El otro día me vi en un cumpleaños de un amiguito de mi hijo, que el niño me sonaba, claro, porque mi hijo habla de él en casa. Pero es que la madre… ni idea. No había visto a esa mujer en mi vida. Ni en la puerta del cole, ni en el parque, ni en ninguna reunión. Nada. Cara completamente desconocida.
Que le tuve que preguntar a otra mamá que conozco quién eran los papás del cumpleañero, para saludarlos por educación y darles las gracias por la invitación, porque es que ni me sonaban sus caras.
Mi hijo este año ha empezado primero de Primaria. A los niños que han ido con él a clase durante los tres curso de Infantil, los tengo controlados. Pero este año los han mezclado con otra clase que había, más algún niño que he entrado nuevo, pues me pasa que no conozco a todos los padres.
Luego me habla mi hijo de Alma, de Hugo o de Héctor y le tengo que preguntar si son niños de su clase, de la otra o de alguna extraescolar.
Que llegas al cumple de Hugo y ese mismo día le pones cara al chiquillo.
Hace un mes fue el cumpleaños de mi hijo y yo me vi en una situación similar. Lo celebré en un parque de bolas de esos con monitores, que los niños juegan mientras los papás nos tomamos un refresco en la zona de bar. Refresco al que, por supuesto, invitas.

Pues me veo allí a dos mamás tomándose un café, que no sabía si eran madres de algún niño, si se habían equivocado de cumpleaños o se había colado en el cumpleaños de mi hijo a echar la tarde.
Además que estaban las dos, en nuestra mesa, pero como apartadas a su bola, hablando de sus cosas. Yo no las conocía de nada.
Ya le tuve que preguntar a otra mamá que es más o menos amiga, con la que tengo confianza: “Oye, ¿quiénes son esas dos?”. Así, tal cual. Y me suelta: “La madre de Ángela y la madre de Nerea”. Y hasta le tuve que preguntar si esas niñas iban con los nuestros a clase.
La otra mamá, muerta de risa, me suelta: “¿Pero no sabes ni a quien invitas?”. Pues no. Porque yo me meto en el WhatsApp de padres, suelto la invitación, y ya me van confirmando quien viene y quien no. Y a veces no me quedo ni con los nombres de los niños. Cuento los que son y reservo para ese número concreto. Luego me van soltando bizums los padres, le compro el regalo a mi hijo y se acabó.

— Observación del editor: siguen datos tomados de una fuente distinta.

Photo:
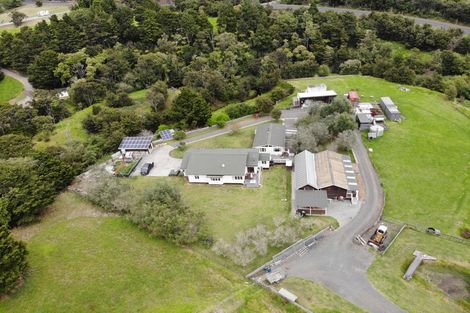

Ese día yo por dentro pensaba: ¿en qué momento hemos normalizado esto? ¿En qué momento invitar a toda una clase, sin tener relación con la mayoría de las familias, se ha convertido en lo habitual?

Quizá deberíamos empezar a cuestionarlo un poco. A recuperar cierta sencillez y volver a hacer cumpleaños más pequeños, más íntimos. A ser más selectivos en lugar de arrastrarnos por la inercia.
Tengo una amiga con un hijo mayor que el mío y me dice que esto de los cumples masivos se acabará. Que cuando son más mayores ya no quieren invitar a toda la clase porque siempre hay algún niño con el que se llevan mal. Que luego invitan a sus seis o siete mejores amigos a merendar, y que si tú no vas mejor para ellos porque se sienten mayores.
Así que nada, aguantaremos unos añitos más así, a ver si llega pronto la divina bendición de los cumples con sólo amigos del alma. Mientras, he empezado ya a ahorrar para el octavo cumpleaños de mi hijo. Me quedan solo once meses.